The next big problem in AI coding isn’t intelligence. It’s continuity.
Over the last 12 months, our team has been quietly building something for AI coding agents because we became convinced there’s a major problem emerging underneath all the excitement around AI-assisted development.
The models are getting incredibly capable.
Claude Code, Cursor, Codex and the rest can all do genuinely impressive engineering work now. We’re well past the “toy demo” stage.
But after using these systems heavily on large real-world codebases, we kept running into the same wall over and over again:
They forget everything.
Inexorably.
You explain your architecture.
You explain why a system exists.
You explain the conventions.
You explain what failed previously and why it failed.

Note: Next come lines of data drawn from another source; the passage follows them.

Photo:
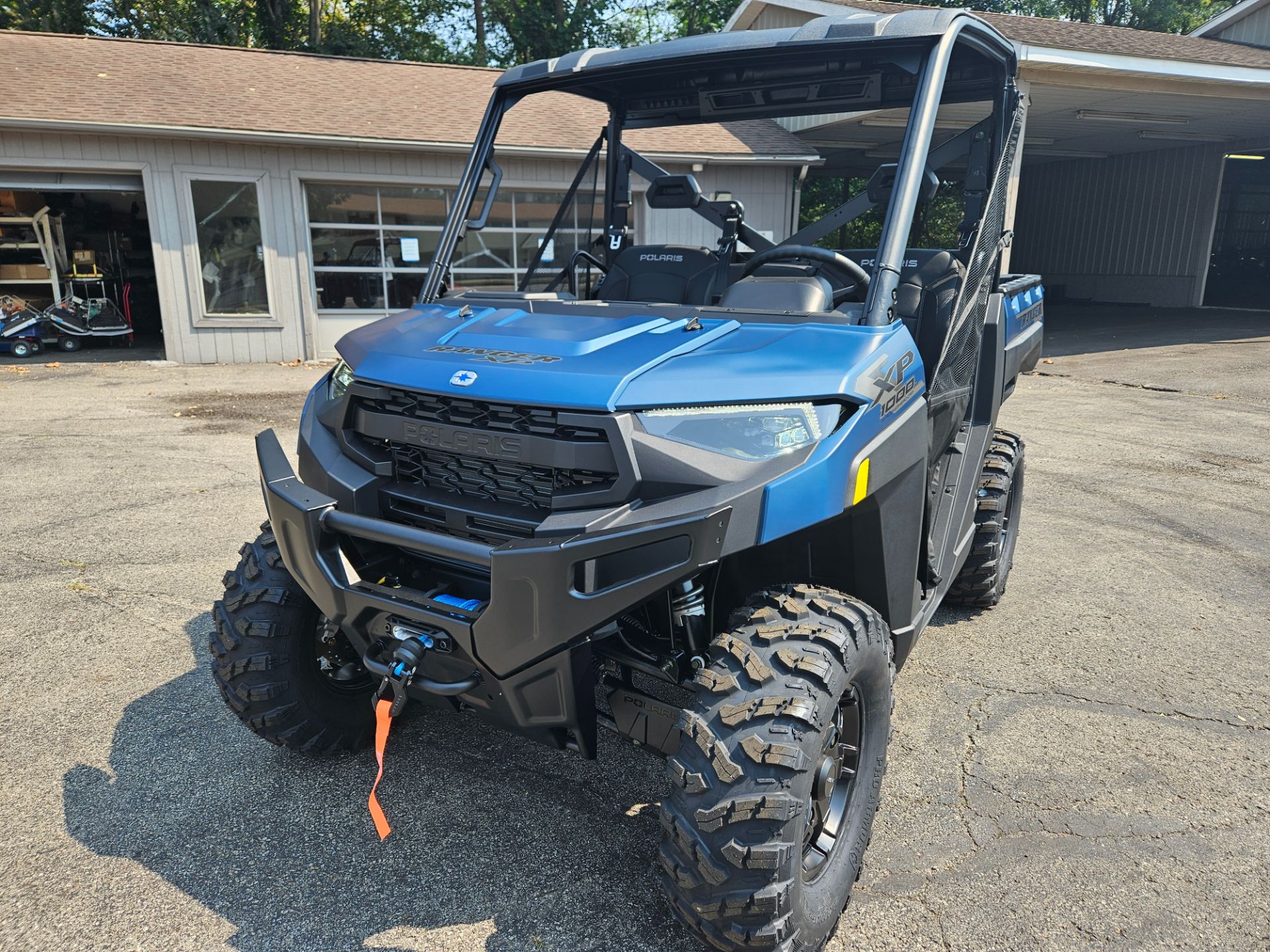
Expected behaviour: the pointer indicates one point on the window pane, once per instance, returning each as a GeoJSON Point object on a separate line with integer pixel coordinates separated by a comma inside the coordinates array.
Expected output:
{"type": "Point", "coordinates": [413, 206]}
{"type": "Point", "coordinates": [353, 205]}
{"type": "Point", "coordinates": [415, 252]}
{"type": "Point", "coordinates": [346, 248]}
{"type": "Point", "coordinates": [538, 208]}
{"type": "Point", "coordinates": [230, 249]}
{"type": "Point", "coordinates": [338, 290]}
{"type": "Point", "coordinates": [484, 249]}
{"type": "Point", "coordinates": [501, 212]}
{"type": "Point", "coordinates": [404, 290]}
{"type": "Point", "coordinates": [494, 281]}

You explain what must never be touched.
Then the agent drifts. Context compression kicks in. The conversation gets long enough that the model starts losing operational awareness of the project. Eventually it begins confidently suggesting things that directly violate earlier decisions.
After enough exposure to this, we started realizing the next big problem in AI-assisted software development is probably not intelligence.
It’s continuity.
Current AI systems are fundamentally stateless underneath the interface. Every session is partially rebuilding understanding from scratch. Even with massive context windows, the system slowly rots under enough complexity.
So we started building a persistent continuity layer specifically for coding agents.
What became interesting very quickly was discovering that most current “memory” approaches don’t really solve the problem either.
A lot of systems now use markdown files, flat notes, or giant rolling context documents as their memory layer. Or they bolt a vector database on to some MCP tools and call it a day. That works surprisingly well at first. Until it doesn’t.
Over time those systems start accumulating:
outdated assumptions, duplicated information, contradictory patterns, stale architectural decisions, temporary fixes that became permanent, abandoned ideas that resurface months later, and increasingly messy context that the agent itself has to continuously reinterpret.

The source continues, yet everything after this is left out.